State Department spokesman Charles Redman said the funds will probably be transferred sometime today under an arbitration ruling handed down last week by the special U.S.-Iran claims tribunal in The Hague.
Redman said that $66 million will be retained to cover outstanding claims against the Iranian government.
The action completes the distribution of $3.66 billion in Iranian funds that were frozen after the embassy was seized on Nov. 4, 1979. The rest of the money was allocated earlier to settle specific debts that had been left unpaid when the two nations effectively severed diplomatic and commercial relations.
Iran and the United States agreed to submit the dispute to arbitration in 1981 when Iran freed 52 American hostages after 444 days of captivity. The panel consisted of three American judges, three Iranian judges and three neutral judges selected by the other six. Decisions of the tribunal are not subject to appeal, but there is no enforcement procedure, so it was up to Reagan to decide whether to comply with the order.

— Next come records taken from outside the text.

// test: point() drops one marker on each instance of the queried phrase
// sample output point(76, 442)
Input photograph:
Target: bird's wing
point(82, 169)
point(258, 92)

Shortly after it was revealed last November that the United States had sold arms to Iran in exchange for Iranian efforts to free American hostages held in Lebanon, Hashemi Rafsanjani, Speaker of the Iranian Parliament, said Iran would try to win the release of other hostages if the United States returned all frozen Iranian assets that the Tehran government needed to help finance its war with Iraq.
The U.S. government balked at Rafsanjani’s demands because Washington was unwilling to appear to be paying ransom for the hostages. The claims tribunal eventually solved that dispute by spelling out in its order that the payments were not linked to the hostages or to any other political question.
At the time the tribunal issued its order May 5, the Iranian funds were put at $451.4 million. A little more than a week of interest payments pushed the total to the $454 million figure, which Reagan agreed to return.